My last few attempts have not workied out very well - they're heavy, doughy loaves which aren't rising properly....

Am following instructions as per recipe booklet so don't know what I'm doing wrong!

Does anyone have any great tips to get a lovely fluffy loaf? Secret ingredients?


cositjustisok Fri 26-Sep-08 18:21:49

A few times this has happened to me i have never really found out why, it just seemed to happen sometimes for no reason!!!! not much help to you I know but just wanted you to know you where not alone in this.

I then made sure the next time that the ingredients went in in the exact order, water was tepid, and the yeast did not mix with the liquid ingredients but sat on top of the flour until the breadmaker started..apparantly it should not come into contact with the water until then....for some reason. Also I was fastidious (sp) about the measurements. Hope this helps and sorry for stating the obvious. wink

Pawslikepaddington Fri 26-Sep-08 18:23:01

I am having this problem with every loaf-have started buying bread again as it is awful!

kitkat9 Sat 27-Sep-08 16:39:24 on a recipe website yesterday to mix the yeast straight into the tepid water and let it froth and dissolve for ten minutes before adding the rest of the I did this with no success!

Just remembered I used to use milk and water instead of just water and everything was fine, might try this again.

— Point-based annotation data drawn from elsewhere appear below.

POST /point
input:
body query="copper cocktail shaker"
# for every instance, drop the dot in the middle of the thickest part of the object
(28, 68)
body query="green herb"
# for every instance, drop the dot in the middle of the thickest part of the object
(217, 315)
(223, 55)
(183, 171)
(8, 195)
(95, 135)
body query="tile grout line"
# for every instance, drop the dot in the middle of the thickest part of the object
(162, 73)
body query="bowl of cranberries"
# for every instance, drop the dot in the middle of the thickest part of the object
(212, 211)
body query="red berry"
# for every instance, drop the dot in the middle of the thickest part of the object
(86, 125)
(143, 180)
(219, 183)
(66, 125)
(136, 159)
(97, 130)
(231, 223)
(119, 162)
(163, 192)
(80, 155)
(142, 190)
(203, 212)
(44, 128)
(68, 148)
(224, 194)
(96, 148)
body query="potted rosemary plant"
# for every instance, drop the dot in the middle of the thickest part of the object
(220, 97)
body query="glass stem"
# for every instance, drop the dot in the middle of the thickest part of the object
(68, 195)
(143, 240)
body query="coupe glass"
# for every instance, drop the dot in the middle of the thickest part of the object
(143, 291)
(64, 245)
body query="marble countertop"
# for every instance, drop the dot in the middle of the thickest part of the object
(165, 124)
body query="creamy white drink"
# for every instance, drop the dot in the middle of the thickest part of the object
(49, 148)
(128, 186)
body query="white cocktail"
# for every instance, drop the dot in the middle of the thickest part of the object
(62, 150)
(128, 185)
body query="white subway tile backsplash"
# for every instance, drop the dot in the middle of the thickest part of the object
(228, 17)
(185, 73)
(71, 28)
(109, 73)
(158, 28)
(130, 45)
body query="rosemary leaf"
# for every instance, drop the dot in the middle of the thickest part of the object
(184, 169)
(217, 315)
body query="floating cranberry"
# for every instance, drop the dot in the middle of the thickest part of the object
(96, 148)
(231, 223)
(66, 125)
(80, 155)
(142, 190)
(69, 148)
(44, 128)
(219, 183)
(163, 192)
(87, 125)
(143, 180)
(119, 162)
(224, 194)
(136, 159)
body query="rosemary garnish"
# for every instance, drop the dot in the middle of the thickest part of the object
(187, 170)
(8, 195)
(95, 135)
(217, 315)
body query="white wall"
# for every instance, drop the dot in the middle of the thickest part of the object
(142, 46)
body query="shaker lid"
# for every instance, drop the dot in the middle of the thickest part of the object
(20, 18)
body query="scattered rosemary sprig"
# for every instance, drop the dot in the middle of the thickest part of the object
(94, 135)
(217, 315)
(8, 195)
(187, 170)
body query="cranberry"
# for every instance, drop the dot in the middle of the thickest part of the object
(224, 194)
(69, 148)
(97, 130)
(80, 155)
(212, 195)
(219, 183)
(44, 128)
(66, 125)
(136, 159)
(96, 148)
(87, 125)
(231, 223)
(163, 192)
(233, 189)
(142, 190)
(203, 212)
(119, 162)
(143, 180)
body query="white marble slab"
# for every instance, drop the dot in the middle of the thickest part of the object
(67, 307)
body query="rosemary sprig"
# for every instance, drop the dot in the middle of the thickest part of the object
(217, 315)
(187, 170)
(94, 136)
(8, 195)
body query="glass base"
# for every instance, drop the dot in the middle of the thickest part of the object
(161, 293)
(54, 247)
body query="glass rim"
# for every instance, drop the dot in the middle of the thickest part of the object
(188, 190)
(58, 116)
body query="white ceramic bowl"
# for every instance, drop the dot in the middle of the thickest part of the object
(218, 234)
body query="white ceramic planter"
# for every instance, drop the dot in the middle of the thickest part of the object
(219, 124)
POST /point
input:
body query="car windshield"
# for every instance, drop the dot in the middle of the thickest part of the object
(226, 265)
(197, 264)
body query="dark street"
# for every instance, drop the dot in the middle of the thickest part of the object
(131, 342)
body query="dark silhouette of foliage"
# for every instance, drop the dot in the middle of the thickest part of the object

Lilymaid Sat 27-Sep-08 16:48:00

Try Dove's Farm Yeast - you need to use a yeast that is a "quick" or "easy blend" yeast. Some breadmakers stipulate that liquids go in first, others (such as Panasonic) stipulate that the dry ingredients go in first, so for a loaf made in a Panasonic you would put yeast in first, then flour,salt, sugar and milk powder (if used) then water (always cold) and oil or fat.

fruittea Sat 27-Sep-08 17:01:57

Is your yeast, or your flour, stale or old? Perhaps try a new pack.

Also, the yeast and the salt mustn't come into contact until the bread mixes - this is why you must put the ingredients into the machine in the correct order - yeast, then flour, then other ingredients, finally water. The flour forms a barrier between the yeast and the salt, particularly important during the initial "rest" period (which I can't quite see the point of but seems to be built in to most of my programmes)

ImnotMamaGbutsheLovesMe Sat 27-Sep-08 17:04:56

Make sure the yeast doen't touch the water/liquid unless you are going to start the bread maker straight away.

Water normally goes in first.

Ingredients should be at room temp.

SqueakyPop Sat 27-Sep-08 17:07:08

If your loaves are heavy and doughy, try using a little more water ( a couple of tablespoons).

When I used a breadmaker, I had the opposite problem - it would rise out of the machine and be too fluffy. Cutting back a little on the water seemed to keep it under control.